Master's degrees in forensic accounting cover principles in legal, business and accounting. In addition to coursework, forensic accounting programs include real-world exercises and hands-on simulations to help students put their newly acquired skills to use. Depending on the employer and job, forensic accounting graduates may also be required to become Certified Public Accountants (CPAs).
Applicants need a bachelor's degree preferably in accounting, business or finance. In addition to accounting experience, students will need the necessary graduate admissions test scores. These programs typically require 1-2 years to complete.
Master's Degrees in Forensic Accounting
In addition to simulation activities, courses may include:
- Fraud examination
- Financial statement examination procedures
- Management accounting
- International business
- Corporate accounting legal issues
According to the U.S. Bureau of Labor Statistics (BLS), accountants and auditors are predicted to seen an overall 11% increase in the number of employment opportunities from 2014-2024 (www.bls.gov). In January 2016, Payscale.com reported that forensic accountants earned a median of $64,939 annually.

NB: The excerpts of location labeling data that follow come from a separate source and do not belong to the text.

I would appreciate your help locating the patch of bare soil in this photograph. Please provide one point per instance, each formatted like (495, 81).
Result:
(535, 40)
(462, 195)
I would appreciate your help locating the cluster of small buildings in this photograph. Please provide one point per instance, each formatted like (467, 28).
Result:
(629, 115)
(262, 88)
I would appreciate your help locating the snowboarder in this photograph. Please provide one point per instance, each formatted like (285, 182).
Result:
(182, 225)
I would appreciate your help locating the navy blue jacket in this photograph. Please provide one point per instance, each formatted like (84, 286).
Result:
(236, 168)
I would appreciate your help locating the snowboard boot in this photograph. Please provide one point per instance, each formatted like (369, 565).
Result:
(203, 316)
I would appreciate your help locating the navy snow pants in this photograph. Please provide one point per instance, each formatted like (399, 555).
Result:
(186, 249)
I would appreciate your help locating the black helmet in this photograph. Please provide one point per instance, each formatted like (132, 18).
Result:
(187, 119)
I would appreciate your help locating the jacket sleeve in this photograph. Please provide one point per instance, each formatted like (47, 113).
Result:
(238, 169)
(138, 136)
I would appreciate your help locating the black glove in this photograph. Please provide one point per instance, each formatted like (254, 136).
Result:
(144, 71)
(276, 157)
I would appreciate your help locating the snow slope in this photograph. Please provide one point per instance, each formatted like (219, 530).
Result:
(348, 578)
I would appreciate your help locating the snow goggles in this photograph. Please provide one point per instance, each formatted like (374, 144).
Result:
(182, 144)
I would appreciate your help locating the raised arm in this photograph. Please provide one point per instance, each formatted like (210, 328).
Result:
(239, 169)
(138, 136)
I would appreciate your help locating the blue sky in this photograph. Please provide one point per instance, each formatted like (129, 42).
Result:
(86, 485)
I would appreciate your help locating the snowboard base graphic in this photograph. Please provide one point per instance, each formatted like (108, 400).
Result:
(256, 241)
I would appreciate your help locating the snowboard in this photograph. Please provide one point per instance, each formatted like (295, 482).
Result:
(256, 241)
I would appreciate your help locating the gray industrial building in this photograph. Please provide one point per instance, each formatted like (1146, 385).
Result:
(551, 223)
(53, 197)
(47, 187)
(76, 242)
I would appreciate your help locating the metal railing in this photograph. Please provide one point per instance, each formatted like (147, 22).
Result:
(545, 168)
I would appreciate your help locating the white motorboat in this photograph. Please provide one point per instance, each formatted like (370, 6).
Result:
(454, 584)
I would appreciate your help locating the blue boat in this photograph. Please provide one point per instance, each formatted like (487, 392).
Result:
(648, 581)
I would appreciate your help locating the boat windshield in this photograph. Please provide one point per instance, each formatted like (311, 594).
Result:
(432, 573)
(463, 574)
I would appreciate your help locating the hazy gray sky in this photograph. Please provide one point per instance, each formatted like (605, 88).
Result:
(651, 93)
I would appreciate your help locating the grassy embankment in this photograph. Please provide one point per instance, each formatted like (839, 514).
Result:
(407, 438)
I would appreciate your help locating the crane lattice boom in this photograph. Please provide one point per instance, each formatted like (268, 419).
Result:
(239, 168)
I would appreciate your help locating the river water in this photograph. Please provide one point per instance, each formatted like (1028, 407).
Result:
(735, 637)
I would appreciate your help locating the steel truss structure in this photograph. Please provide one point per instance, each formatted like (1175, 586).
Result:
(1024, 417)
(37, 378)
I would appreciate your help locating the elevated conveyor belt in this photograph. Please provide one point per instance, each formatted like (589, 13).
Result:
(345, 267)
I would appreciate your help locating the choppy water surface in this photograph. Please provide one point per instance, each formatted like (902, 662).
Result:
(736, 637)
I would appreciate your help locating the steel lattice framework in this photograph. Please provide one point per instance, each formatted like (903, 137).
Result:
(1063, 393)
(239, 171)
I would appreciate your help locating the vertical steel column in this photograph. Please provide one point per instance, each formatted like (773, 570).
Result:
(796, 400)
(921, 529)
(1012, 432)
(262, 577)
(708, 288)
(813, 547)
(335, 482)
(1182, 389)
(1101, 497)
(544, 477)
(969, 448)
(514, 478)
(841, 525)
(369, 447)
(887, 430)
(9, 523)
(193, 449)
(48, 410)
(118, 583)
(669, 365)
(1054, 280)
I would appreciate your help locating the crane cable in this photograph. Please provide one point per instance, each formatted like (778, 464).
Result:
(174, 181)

Continuing Education Information
Graduates of a master's degree program in forensic accounting may need to become Certified Public Accountants (CPA). According to the BLS, accountants must hold the CPA credential if they file reports with the Securities and Exchange Commission. States handle the management of CPA certification, so requirements can vary, but the general requirements include holding a college degree in accounting, having experience working as an accountant and passing the Uniform CPA Examination. Continuing education is usually required to maintain certification. Voluntary certification is also available from organizations like the Association of Certified Fraud Examiners, which offers the Certified Fraud Examiner credential.
A master's degree in forensic accounting prepares students for accounting jobs in the business and legal settings. Graduates will often need to become Certified Public Accountants (CPAs).